The court ruled unanimously in LaRue v. DeWolf, 06-856, that the Employee Retirement Income Security Act does not prevent an individual account holder to sue plan administrators for breaching their fiduciary duties.

The case revolved around language in ERISA referring to recovering money for the retirement plan, rather than to an individual participant in the plan suing solely on his own behalf.

In his lead opinion for the court, Justice John Paul Stevens said that such lawsuits are permissible.

“Fiduciary misconduct need not threaten the solvency of the entire plan to reduce benefits below the amount that participants would otherwise receive,” Stevens said.

Stevens also ruled that the provision of ERISA at issue “does authorize recovery for fiduciary breaches that impair the value of plan assets in a participant’s individual account.”

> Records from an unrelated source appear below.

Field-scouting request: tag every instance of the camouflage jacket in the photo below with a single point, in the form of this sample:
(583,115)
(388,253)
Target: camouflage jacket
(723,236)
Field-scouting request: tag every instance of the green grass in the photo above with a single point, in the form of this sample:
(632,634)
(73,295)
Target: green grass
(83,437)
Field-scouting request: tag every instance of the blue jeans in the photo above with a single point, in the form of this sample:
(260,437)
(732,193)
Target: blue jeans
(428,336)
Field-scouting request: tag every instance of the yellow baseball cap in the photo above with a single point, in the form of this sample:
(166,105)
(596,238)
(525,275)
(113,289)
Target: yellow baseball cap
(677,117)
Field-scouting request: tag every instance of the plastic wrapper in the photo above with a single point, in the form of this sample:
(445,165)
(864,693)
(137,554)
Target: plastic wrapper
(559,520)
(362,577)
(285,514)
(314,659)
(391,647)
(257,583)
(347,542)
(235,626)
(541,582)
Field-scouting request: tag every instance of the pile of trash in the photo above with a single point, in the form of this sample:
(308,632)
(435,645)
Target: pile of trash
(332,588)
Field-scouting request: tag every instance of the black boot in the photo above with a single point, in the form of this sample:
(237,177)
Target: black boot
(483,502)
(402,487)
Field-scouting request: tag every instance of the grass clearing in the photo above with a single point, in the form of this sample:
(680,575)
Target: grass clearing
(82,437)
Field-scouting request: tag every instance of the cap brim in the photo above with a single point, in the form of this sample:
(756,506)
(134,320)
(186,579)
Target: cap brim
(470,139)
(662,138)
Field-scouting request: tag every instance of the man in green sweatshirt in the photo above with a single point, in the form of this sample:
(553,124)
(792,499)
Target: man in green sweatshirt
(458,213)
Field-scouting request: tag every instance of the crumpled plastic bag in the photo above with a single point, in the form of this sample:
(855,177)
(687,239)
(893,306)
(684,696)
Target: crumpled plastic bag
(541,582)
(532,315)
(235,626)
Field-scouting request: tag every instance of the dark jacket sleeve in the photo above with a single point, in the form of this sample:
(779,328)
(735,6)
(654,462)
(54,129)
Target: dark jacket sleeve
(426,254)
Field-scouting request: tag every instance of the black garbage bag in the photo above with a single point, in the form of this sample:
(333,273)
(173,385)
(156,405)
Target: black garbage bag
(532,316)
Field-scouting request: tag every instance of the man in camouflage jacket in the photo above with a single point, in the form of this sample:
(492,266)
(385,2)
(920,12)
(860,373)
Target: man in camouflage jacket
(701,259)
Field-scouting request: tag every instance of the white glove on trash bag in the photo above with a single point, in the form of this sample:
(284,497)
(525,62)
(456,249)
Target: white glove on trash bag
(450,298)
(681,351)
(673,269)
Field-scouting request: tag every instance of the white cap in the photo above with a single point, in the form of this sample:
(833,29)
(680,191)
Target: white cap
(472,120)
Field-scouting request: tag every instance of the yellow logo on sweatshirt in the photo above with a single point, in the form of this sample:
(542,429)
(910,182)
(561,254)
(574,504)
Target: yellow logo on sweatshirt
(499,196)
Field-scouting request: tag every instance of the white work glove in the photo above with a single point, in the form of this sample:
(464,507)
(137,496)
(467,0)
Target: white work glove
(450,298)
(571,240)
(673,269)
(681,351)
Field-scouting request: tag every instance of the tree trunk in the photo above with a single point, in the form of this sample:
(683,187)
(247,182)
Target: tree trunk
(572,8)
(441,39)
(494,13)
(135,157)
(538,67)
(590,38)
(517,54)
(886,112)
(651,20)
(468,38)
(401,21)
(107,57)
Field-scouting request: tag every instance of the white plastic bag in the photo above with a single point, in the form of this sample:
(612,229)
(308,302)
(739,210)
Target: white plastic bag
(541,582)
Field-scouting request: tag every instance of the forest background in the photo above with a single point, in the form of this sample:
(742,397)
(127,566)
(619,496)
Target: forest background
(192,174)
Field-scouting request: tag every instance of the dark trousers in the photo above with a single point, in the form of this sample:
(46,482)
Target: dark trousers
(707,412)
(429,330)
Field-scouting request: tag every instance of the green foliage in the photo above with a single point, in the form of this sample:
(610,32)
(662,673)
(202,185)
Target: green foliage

The decision reverses a ruling by the 4th U.S. Circuit Court of Appeals, based in Richmond, Va.

The American Council of Life Insurers had filed a friend-of-the-court brief in the case warning that providing plan members with the authority to sue independently could “have legal and practical ramifications extending far beyond the parties to this case.”

In its brief, the ACLI warned that supporting the plaintiff “would expose ERISA fiduciaries to claims for monetary damages by plan participants based on losses allegedly suffered by individuals with respect to their benefit plan accounts.”

The ACLI brief further contended that “allowing erosion of the statutory limits to ERISA remedies may have significant adverse consequences for ACLI members. These include increased costs for employer-sponsored plans and a concomitant decrease in the number of employers able and willing to sponsor and administer them–thereby decreasing the number of employees participating in these plans.”